After a long period of steady growth, it's been something of a rollercoaster ride for US and global stocks of late. Following Trump's inauguration, the S&P 500 and the Nasdaq 100 hit new all-time highs of $6,144 and $22,175, respectively, in early February. Yet, as of 6 March, just a month later, both have wiped out a full quarter's worth of gains and now sit within touching distance of the levels they were at on 5 November 2024, US election night 2024, down almost 2% YTD. What is behind this sudden volatility, and how can investors protect themselves going forward?
The uncertain global economic situation with bumper bilateral tariffs between the US and several other countries, as well as growing disruptions to major trade routes around the world, are obviously bad for business and investor confidence. However, the targets of Trump's tariffs — China, in particular — ironically appear to be weathering the storm much better than the US. Could we be on the precipice of a tectonic shift in investment habits, and what will this mean for US and Chinese stocks in the medium term?
A changing world
The US has now launched hefty tariffs on three countries: Canada (25%), Mexico (25%) and China (20%). However, at least in the short term, US-based consumers and corporate buyers will suffer the most as a result of higher prices. In the longer term, the logic is that new domestic producers will spring up and replace the supply of imported goods, but this will take time. Furthermore, having already alienated its largest trading partner in the EU with public criticism over military spending, the US could see this move backfire spectacularly by bringing China and Europe closer together. At the very least, US defence contractors will be hit hard as the EU begins to ramp up production of its own military hardware in lieu of NATO dominance.
Indeed, it appears that Chinese stocks are less concerned with the impact of the tariffs, as the China A50 has gained more than 10% since November 2024, and Hong Kong tech stocks have surged up to 30% (HSTECH.HK), while US indices are by contrast flat. Even Europe's EURO STOXX 50 index is up almost 9% YTD. And while the impact on China of Trump's tariffs will ultimately be felt, the Asian powerhouse's strong cost-to-quality coefficient will mean that its products remain attractive to US customers, while its potential market in the emerging world will only continue to grow.
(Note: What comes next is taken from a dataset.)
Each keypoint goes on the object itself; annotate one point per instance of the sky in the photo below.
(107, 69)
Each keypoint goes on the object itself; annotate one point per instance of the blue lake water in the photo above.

Home is where the heart is
It's no secret that the US Federal Reserve is adopting a "wait-and-see" approach to monetary policy for the moment. Despite the expectation (and need) for rate cuts, the CME's FedWatch tool doesn't think we'll see any for at least three more months. This, coupled with the weaker dollar, is not likely to help a US equities recovery. While the US continues to launch self-harming economic sanctions, other economies are taking a much more proactive approach to respond to the challenges they are facing. China, for example, announced plans to issue 1.3 trillion yuan ($179 billion) in ultra-long special treasury bonds in 2025 (up from 1 trillion yuan in 2024), while local governments will be allowed to issue 4.4 trillion yuan in special debt (up from 3.9 trillion). Premier Li Qiang warned that "changes unseen in a century are unfolding across the world at a faster pace", and these measures would help the country to achieve its >5% growth target. This is all part of China's shift to a more domestic-led, consumer-driven growth model that will be more sustainable in the long run and insulate its companies from geopolitical uncertainty.
Meanwhile, the EU has already prepared for a €1.2 trillion fiscal bazooka to help it recover from the economic impacts of COVID and ongoing conflict in the region while also funding the green transition. Spain is now leading a campaign to increase the budget to €2 trillion by initiating joint financial liability across the EU27, which would give the bloc the economic clout to enter into partnerships with China on a more equal footing. Closer ties between the knowledge-rich EU and industrially unrivalled China would surely bring real growth to both parties, boosting stocks in the process.